ISOCPP SG15 List: Re: P2898R0: Importable Headers are Not Universally Implementable

From: Gabriel Dos Reis <gdr_at_[hidden]>
Date: Wed, 24 May 2023 11:34:48 +0000

Note that the needs to change Ninja predated the adoption of C++ Modules. My understanding is that it was largely motivated by the needs of Fortran Modules - see papers from Kitware for historical contexts. For instance: https://www.kitware.com/import-cmake-c20-modules/

Quoting:

In 2015, the Trilinos project funded an effort to add support for Fortran modules to the ninja build tool by adding the dyndep feature which lived in a ninja fork maintained by Kitware for four long years. See the documentation for dyndep<https://ninja-build.org/manual.html#ref_dyndep> for more information. With the announcement of C++ 20 modules the ninja team was convinced it was worth the effort to merge this work upstream from the Kitware fork and in May of 2019 dyndeps were merged into ninja.

-- Gaby

From: SG15 <sg15-bounces_at_[hidden]> On Behalf Of Tom Honermann via SG15
Sent: Tuesday, May 23, 2023 6:54 PM
To: Daniel Ruoso <daniel_at_[hidden]>
Cc: Tom Honermann <tom_at_[hidden]>; sg15_at_[hidden]
Subject: Re: [SG15] P2898R0: Importable Headers are Not Universally Implementable

On 5/23/23 11:54 AM, Daniel Ruoso wrote:

Em seg., 22 de mai. de 2023 às 16:17, Tom Honermann

<tom_at_[hidden]><mailto:tom_at_[hidden]> escreveu:

First, I don't know what is meant by "universally implementable". The paper doesn't offer a definition of the term and its use within the paper doesn't present an intuitive meaning, at least not for me (note that "universally implementable" appears only in the title and in an assertion in section 2.1 in the discussion of #pragma once).

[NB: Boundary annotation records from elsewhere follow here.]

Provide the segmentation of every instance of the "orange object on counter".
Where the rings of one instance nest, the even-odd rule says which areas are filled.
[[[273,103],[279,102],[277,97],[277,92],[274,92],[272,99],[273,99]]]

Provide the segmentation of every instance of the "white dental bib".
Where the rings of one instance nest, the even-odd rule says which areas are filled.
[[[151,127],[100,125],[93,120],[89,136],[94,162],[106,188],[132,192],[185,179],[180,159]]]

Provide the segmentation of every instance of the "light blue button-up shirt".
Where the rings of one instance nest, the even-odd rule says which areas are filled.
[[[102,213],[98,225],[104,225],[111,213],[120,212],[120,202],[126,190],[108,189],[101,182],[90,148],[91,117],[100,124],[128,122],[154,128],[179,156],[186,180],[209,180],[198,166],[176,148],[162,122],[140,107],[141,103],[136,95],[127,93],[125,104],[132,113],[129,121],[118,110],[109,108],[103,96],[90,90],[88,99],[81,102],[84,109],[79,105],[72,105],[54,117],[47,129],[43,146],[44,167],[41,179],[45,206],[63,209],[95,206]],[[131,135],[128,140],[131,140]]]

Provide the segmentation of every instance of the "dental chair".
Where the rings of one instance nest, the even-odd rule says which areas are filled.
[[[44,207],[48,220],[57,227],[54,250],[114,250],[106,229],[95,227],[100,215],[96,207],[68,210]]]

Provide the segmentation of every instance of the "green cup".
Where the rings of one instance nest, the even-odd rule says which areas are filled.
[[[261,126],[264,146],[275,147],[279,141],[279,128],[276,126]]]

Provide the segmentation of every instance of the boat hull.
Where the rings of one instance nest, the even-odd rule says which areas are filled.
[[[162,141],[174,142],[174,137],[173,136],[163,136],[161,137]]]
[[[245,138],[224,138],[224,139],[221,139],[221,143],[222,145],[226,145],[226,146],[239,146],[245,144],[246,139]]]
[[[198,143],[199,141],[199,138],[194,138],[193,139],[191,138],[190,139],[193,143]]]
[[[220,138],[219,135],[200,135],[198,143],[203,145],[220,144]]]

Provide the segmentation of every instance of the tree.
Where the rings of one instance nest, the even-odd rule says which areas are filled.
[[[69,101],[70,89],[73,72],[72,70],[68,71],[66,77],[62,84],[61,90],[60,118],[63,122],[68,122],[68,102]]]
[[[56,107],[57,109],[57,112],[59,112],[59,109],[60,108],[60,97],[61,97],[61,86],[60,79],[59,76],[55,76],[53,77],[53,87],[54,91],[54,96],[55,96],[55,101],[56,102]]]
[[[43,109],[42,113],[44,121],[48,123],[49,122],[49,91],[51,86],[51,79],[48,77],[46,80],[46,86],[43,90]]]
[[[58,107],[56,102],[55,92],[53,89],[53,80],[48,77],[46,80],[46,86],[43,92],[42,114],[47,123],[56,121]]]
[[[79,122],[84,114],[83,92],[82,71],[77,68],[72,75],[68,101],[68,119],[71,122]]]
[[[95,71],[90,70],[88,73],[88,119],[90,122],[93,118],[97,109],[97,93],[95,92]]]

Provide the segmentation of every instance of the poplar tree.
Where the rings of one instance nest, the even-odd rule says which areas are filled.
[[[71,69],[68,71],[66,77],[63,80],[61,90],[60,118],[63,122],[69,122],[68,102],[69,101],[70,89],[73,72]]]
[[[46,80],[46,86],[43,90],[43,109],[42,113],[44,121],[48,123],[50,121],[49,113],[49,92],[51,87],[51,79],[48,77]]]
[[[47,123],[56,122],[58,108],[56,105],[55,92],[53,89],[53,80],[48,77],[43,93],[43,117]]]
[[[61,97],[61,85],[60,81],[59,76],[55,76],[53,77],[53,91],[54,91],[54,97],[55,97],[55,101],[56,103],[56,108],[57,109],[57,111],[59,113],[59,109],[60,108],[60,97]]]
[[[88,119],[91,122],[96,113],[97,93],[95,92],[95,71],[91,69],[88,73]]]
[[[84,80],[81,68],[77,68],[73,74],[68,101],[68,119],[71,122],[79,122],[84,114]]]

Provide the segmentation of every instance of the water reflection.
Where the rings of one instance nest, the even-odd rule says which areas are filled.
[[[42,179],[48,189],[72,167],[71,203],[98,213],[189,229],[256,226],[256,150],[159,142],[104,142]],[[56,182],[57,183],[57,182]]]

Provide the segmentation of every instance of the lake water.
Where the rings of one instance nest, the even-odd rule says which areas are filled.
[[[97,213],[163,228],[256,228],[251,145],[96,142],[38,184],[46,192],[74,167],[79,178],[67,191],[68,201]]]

The Abstract covers what I mean. Essentially, the C++ specification

needs to be implementable in all the places where C++ is currently

used, and the specification of Importable Headers currently fails that

criteria. It is only implementable in a subset of environments where

C++ is used.
What subset of environments is it not implementable in? The paper doesn't actually say as far as I can tell. What is a concrete example?

If the concern is that dependency scanning for importable headers is dependent on which implementation the result of the dependency scanning will be used to construct a build system for, then I agree that dependency scanning does not produce an implementation independent result.

It's not about it being implementation-independent or not, it's about

the costs being prohibitive in a lot of environments where C++ is

used. Everything is technically possible, but every decision has

costs, some of which may be unaffordable to some use cases. IMHO, the

costs of Importable Headers are unaffordable for environments that use

open-ended build systems, such as systems that have dependencies

expressed entirely by producing binary artifacts that are used as

dependencies of other builds. This is the case at Bloomberg, but it's

also the case for systems like Conan, vcpkg, as well as most GNU/Linux

distributions.
The paper doesn't quantify costs in any way. The closest it comes is (correctly) noting that dependency scanning for header units requires computing imported macros in a bottom up way that is not required for named modules. But the paper doesn't quantify that cost. Is it a 5% hit? A 95% hit? Linear with respect to the number of header units? Other papers have offered quantification; see P1441 (Are modules fast?)<https://wg21.link/p1441> for example.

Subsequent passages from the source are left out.